Fact is, when such ‘malaria resistant’ people are medically tested for malaria, the outcome would be positive, but the malaria can NEVER kill them, Insha Allah!
The above submission, mutatis mutandis (making the necessary alterations while not affecting the main point at issue), is applicable to coronavirus, with particular reference to Ghana, and other malaria infested countries.
The resistance level of anyone who has ever had malaria in their life, especially in the last few years, is capable of withstanding the onslaught of coronavirus. Such a person, it is submitted, is likely to test positive for coronavirus, and might display some of the symptoms, but is highly unlikely to die from the coronavirus, due to the already existing defenses in such persons bodies (silent coronavirus carriers) against the malaria parasite.
It is widely acknowledged that, a person who has not had malaria for quite a long time, stands a good chance of dying from malaria if infected.
In the past, the Ivorian international, Didier Drogba, while playing for Chelsea in the UK, visited his home country (Ivory Coast), and unfortunately contracted malaria. Upon his return to the UK, his condition worsened, and had to be hospitalized. This was primarily due to the fact that, he had not had the malaria parasite in his body for sometime, so the natural defenses against malaria present in the bodies of most Africans, had deserted him, thereby leaving his immune system, vulnerable to the slightest malaria attack!
The argument here is not to submit that coronavirus is selective in its approach to killing, but rather, to kickstart a kind of debate in the minds of scientists to conduct further research in the killing pattern of coronavirus.
Without doubt, if all Ghanaians were to be tested today for coronavirus, it is possible that over 50% of the population, would test positive (silent carriers), but they will not die, why? The answer lies in the pre-existing malaria parasite in such bodies, which has now turned their bodies into natural ‘bunkers’ against coronavirus.
From the above analysis, which is purely the reasonable man’s point of view and not scientific based, it is evident that there is a hidden reason why many Ghanaians and Africans in general are not dying from the coronavirus, and this requires further probing to establish the true basis.
The partial lockdown is therefore unnecessary. To a greater extent, copying others decision to lockdown their countries and applying same in Ghana amounts to ‘plagiarism’.
Our circumstances are unique, therefore, partial or total lockdown, is definitely not the solution.
The most feasible solution in containing the spread of the coronavirus, lies primarily with Ghanaians themselves.

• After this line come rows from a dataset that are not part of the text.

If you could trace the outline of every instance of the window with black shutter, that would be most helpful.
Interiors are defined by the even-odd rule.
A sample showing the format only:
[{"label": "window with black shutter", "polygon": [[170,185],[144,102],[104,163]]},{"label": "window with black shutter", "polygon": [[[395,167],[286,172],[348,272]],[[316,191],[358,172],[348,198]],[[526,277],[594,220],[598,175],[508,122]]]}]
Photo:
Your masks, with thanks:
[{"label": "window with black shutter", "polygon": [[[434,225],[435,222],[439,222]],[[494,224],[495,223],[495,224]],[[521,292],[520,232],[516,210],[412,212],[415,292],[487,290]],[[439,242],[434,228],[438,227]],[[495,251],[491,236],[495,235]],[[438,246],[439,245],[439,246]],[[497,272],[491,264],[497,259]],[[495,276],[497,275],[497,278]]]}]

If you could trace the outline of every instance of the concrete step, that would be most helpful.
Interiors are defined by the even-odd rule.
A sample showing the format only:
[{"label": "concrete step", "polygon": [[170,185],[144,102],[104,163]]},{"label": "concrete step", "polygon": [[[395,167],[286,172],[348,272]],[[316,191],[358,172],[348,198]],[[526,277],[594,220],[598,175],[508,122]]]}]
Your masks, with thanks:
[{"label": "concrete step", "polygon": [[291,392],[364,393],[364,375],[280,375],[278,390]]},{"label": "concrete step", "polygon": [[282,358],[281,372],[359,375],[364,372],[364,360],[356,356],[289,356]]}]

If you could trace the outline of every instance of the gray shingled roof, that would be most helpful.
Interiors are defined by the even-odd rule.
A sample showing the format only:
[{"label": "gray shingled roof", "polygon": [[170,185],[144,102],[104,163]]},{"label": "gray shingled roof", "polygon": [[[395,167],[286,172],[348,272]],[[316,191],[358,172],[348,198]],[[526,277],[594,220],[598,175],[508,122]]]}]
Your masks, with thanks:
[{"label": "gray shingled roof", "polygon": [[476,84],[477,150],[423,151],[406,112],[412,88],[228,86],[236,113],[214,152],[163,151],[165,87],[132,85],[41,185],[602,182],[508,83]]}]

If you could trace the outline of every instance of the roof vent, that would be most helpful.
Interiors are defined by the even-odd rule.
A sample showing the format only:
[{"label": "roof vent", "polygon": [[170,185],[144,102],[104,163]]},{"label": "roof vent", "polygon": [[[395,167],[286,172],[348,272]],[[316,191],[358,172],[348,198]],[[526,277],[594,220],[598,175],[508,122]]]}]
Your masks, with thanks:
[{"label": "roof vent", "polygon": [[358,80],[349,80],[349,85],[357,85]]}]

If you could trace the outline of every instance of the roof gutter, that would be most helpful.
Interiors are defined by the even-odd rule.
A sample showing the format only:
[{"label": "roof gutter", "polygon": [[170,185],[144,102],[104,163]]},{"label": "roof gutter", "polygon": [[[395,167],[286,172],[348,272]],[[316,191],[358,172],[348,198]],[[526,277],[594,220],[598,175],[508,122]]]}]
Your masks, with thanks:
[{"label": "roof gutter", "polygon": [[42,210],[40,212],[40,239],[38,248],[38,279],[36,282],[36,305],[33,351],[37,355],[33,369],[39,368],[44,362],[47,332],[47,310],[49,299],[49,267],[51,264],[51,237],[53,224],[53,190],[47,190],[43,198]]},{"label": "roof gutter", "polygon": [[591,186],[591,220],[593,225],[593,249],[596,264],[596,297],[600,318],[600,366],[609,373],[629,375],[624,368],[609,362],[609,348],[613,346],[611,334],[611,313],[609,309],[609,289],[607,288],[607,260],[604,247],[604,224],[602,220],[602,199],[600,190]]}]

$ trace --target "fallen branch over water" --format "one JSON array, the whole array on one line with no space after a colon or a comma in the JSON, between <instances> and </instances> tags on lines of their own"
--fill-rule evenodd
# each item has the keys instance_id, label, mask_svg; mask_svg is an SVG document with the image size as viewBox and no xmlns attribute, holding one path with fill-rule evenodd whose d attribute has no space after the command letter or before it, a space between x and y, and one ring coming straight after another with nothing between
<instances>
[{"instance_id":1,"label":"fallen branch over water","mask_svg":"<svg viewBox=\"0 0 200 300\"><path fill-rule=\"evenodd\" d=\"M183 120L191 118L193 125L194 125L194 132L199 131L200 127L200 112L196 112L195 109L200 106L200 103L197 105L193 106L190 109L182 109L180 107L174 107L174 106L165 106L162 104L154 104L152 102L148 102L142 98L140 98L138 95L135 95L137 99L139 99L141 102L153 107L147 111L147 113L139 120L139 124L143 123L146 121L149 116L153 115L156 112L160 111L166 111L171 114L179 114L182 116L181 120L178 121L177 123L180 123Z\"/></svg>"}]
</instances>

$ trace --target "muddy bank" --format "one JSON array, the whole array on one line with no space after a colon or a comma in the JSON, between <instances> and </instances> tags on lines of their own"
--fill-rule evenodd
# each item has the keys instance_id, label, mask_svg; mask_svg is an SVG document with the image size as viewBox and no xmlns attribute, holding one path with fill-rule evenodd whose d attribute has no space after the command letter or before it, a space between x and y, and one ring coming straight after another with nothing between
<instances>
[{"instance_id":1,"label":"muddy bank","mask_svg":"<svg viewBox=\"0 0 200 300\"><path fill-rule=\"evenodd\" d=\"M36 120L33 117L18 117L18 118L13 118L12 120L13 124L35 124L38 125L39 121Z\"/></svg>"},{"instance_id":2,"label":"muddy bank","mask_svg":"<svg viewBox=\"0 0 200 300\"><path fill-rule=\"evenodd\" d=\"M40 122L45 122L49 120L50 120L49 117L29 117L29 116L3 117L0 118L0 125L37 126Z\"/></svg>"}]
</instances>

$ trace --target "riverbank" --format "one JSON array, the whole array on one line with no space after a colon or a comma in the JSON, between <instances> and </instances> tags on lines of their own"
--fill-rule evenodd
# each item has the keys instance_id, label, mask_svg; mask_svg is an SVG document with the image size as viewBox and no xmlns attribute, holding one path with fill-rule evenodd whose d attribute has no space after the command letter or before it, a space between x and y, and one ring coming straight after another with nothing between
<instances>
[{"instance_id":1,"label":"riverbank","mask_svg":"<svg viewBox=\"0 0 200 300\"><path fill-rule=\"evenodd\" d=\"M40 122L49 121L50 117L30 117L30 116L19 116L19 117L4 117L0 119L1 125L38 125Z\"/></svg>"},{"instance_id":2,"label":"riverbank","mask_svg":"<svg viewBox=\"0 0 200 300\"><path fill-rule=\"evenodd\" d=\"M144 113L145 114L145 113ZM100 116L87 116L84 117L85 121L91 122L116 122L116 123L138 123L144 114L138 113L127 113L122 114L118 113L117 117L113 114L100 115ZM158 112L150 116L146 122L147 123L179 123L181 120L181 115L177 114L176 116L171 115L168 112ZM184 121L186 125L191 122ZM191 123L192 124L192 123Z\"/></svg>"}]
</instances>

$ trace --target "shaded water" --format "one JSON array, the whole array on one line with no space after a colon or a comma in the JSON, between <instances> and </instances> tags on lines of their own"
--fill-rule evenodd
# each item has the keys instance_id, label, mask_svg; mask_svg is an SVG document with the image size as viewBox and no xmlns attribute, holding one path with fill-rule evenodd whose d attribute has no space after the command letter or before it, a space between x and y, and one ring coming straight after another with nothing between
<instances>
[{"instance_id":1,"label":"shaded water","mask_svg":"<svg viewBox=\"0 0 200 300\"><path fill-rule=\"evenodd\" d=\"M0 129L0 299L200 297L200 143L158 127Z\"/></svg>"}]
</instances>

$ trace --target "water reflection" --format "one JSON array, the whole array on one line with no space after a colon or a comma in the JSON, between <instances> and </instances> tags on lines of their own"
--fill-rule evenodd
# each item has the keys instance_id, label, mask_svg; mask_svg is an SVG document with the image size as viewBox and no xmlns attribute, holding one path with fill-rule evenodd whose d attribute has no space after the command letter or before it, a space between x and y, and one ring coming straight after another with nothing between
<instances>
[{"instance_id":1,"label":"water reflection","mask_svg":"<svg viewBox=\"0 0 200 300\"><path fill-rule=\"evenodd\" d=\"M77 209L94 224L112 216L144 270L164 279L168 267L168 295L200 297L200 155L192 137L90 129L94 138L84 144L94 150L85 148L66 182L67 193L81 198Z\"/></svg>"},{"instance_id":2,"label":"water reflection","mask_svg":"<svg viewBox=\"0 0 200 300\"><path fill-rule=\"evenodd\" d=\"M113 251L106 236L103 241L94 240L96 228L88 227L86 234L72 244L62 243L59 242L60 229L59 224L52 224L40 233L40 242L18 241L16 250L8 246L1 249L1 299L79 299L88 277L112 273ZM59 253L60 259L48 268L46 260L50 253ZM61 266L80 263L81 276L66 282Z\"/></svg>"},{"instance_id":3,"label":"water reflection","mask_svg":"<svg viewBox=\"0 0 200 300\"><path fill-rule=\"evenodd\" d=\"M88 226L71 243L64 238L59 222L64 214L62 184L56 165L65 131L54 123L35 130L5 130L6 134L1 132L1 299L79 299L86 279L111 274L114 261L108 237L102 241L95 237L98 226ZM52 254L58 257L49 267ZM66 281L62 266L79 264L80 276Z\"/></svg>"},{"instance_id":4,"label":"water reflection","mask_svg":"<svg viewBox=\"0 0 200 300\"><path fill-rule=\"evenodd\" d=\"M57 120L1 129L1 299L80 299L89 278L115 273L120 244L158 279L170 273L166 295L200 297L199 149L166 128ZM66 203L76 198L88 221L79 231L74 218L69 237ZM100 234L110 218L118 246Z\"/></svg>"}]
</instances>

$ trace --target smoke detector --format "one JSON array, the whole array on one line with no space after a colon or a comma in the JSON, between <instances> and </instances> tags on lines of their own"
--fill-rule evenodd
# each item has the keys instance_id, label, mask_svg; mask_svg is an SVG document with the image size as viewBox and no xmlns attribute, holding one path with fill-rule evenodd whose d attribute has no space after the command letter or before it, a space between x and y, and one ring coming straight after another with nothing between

For example, how does a soldier or policeman enforce social distancing or hand washing? How many of my brothers and sisters up North, have the means to buy sanitizers, which they have now been priced out of?
A one-size solution does not fit all, so let’s fashion out measures to help prevent the spread of the coronavirus, based on our economic, cultural and social settings.
Those arguing for a total or complete lockdown, are at liberty to lock themselves up in their lofty mansions or palaces, till the coronavirus leaves this world. In fact, it may be advisable for them to opt to be buried alive since even the air in their rooms or wherever they maybe confined to, is highly likely to be contaminated with coronavirus.